Carpaccio of Scallops with Pea Vinaigrette


Carpaccio of Scallops with Pea Vinaigrette

Carpaccio is an Italian appetizer of thinly sliced raw meat drizzled with lemon juice and olive oil. This Carpaccio of Scallops with Pea Vinaigrette is made by thinly slicing raw scallops, lemon juice is added to the mashed pea Vinaigrette before it is drizzled over the sliced scallops.

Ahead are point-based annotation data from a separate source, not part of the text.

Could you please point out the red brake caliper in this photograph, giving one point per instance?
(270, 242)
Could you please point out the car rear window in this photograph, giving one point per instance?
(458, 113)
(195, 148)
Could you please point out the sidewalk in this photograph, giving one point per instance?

Carpaccio of Scallops with Pea Vinaigrette Recipe

Serves 4


16 large scallops

Blanched peas and chervil, to serve

Pea Vinaigrette

150g frozen petite peas

2 tsp Dijon mustard

¼ cup olive oil

1 tbsp sherry

1 tsp sugar

Juice of ½ lemon


To make pea vinaigrette, blanch peas in boiling water for 2-3 minutes. Drain in a sieve and run under cold water. Place in a glass bowl. Using a fork, mash peas roughly. Stir in mustard, oil, sherry and sugar. Season to taste and combine.

Prepare scallops by removing orange coral and washing white flesh. Pat dry with paper towel. Using a very sharp thin-bladed knife, very thinly slice scallops horizontally. Place on a plate. Refrigerate until ready to use.

Season scallops and arrange on serving platter. Stir lemon juice into vinaigrette. Drizzle vinaigrette over scallops. To serve, garnish with blanched peas and chervil sprigs.